Cuban Authorities Block Travel Of Dissident Amel Carlos Oliva / 14ymedio

Carlos Amel Oliva was not able to fly from Havana to Warsaw via Madrid, as planned, because the airport computer system showed he is forbidden to travel. (14ymedio)

14ymedio bigger14ymedio, Havana, 14 December 2016 – Yesterday, Tuesday afternoon, Carlos Amel Oliva checked in well in advance with his ticket to take Air Europe Flight 052 that was leaving for Madrid just after 10:00 PM, intending to connect from the Spanish capital to travel on to Poland. However, the activist was not able to board because an immigration official told him he was prohibited from leaving.

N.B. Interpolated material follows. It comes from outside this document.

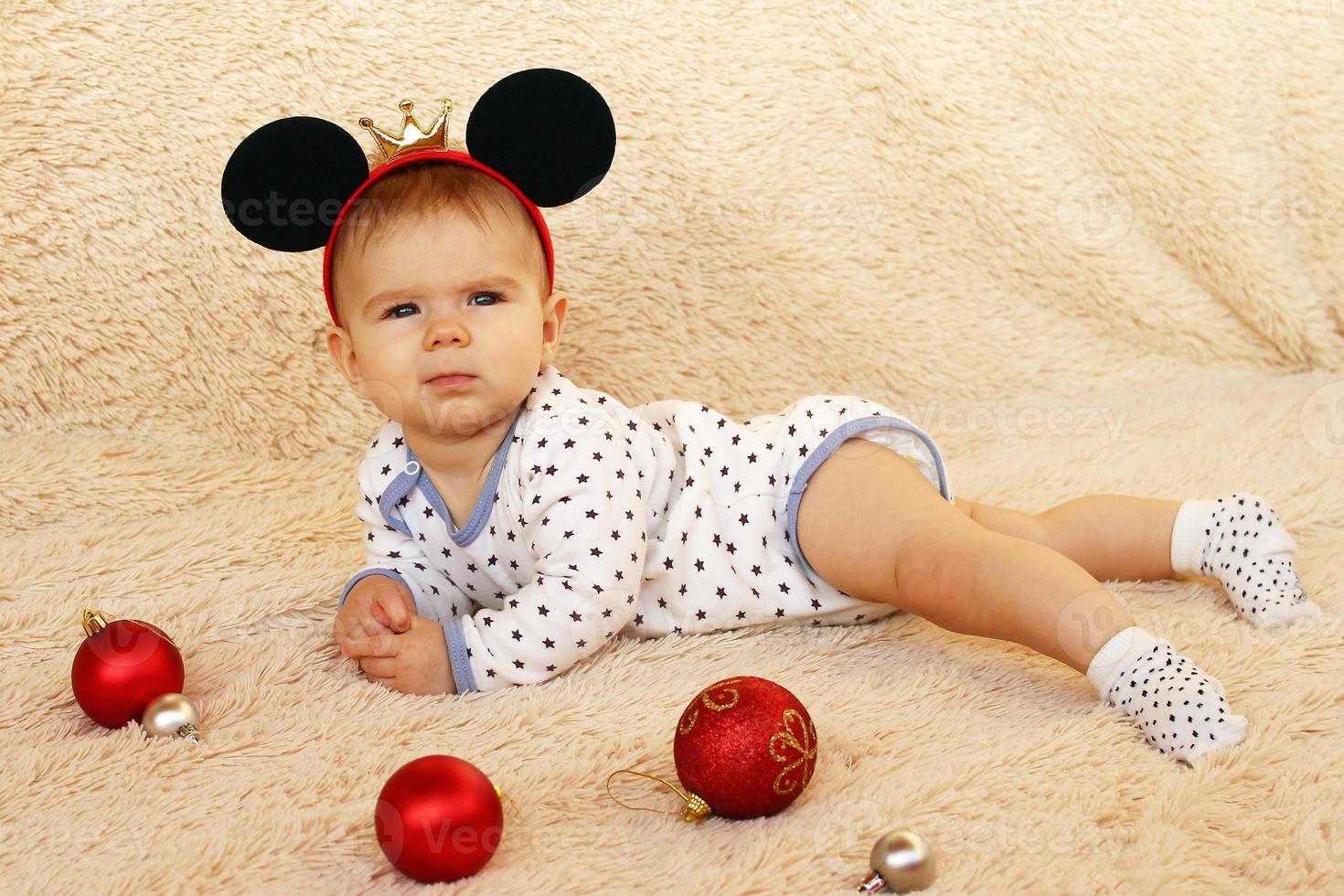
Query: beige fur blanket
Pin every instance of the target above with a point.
(1090, 246)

Oliva was invited to participate in the third edition of Warsaw Democratic Dialogue as a representative of the Patriotic Union of Cuba (UNPACU).

Upon reaching the immigration controls he was separated from the line. “They took me to an office where there was an official who was apparently the shift manager, who explained that I appeared in their computer system as a person prohibited from leaving,” he explained to 14ymedio.

Carlos Amel asked for an explanation, which he felt he deserved, but the control officials responded that they “didn’t work on that part.”

The dissident told this newspaper what had happened a few yards from the check-in desk for his flight. “[The official] suggested that I direct myself to the appropriate entities, such as the prosecutor, so that I could find out the reasons and I replied that I already knew, because surely the only possible reason was my status as a dissident, a peaceful opponent.”

“I do not have any unpaid fines, nor am I in the midst of a judicial or police investigative process,” Amel Oliva stated, rejecting that he was subject to these established reasons for being denied the right to travel.

On December 10, International Human Rights Day, his father, also named Carlos, was also unable to take his plane at Terminal 2 at José Martí International Airport, heading to a meeting sponsored by Freedom House and the Venezuelan Institute of Parliamentary Studies that was being held in the United States. The UNPACU youth leader’s father also did not receive any satisfactory explanation.

“Obviously,” Carlos Amel Oliva commented before leaving the terminal to return to Santiago de Cuba, “this measure I have been the victim of is not consistent with the signing of agreements between Cuba and the European Union, which has set aside its so-called Common Position. The European Union has done something that could be called a goodwill gesture, having ceased to condition its relations with the Cuban government on issues of human rights, but this is how the government repays the gesture: preventing a peaceful dissident from attending an event organized by civil society in a European country,” he lamented.

The current Cuban immigration law, in force since January 2013, established different reasons for denying a Cuban citizen the ability to leave the country. Among them are motives of public interest or national security, or being subject to a pending court case, as with the former prisoners of the Black Spring of 2003 who refused to leave the country as a condition of their release, and so remain in Cuba on parole. They, however, were each granted the right to make one trip abroad earlier this year.

A common method to prevent a civil society activist or regime opponent from traveling abroad, is to detain them at a police station on the day they are planning to travel and to release them after their flight has already left.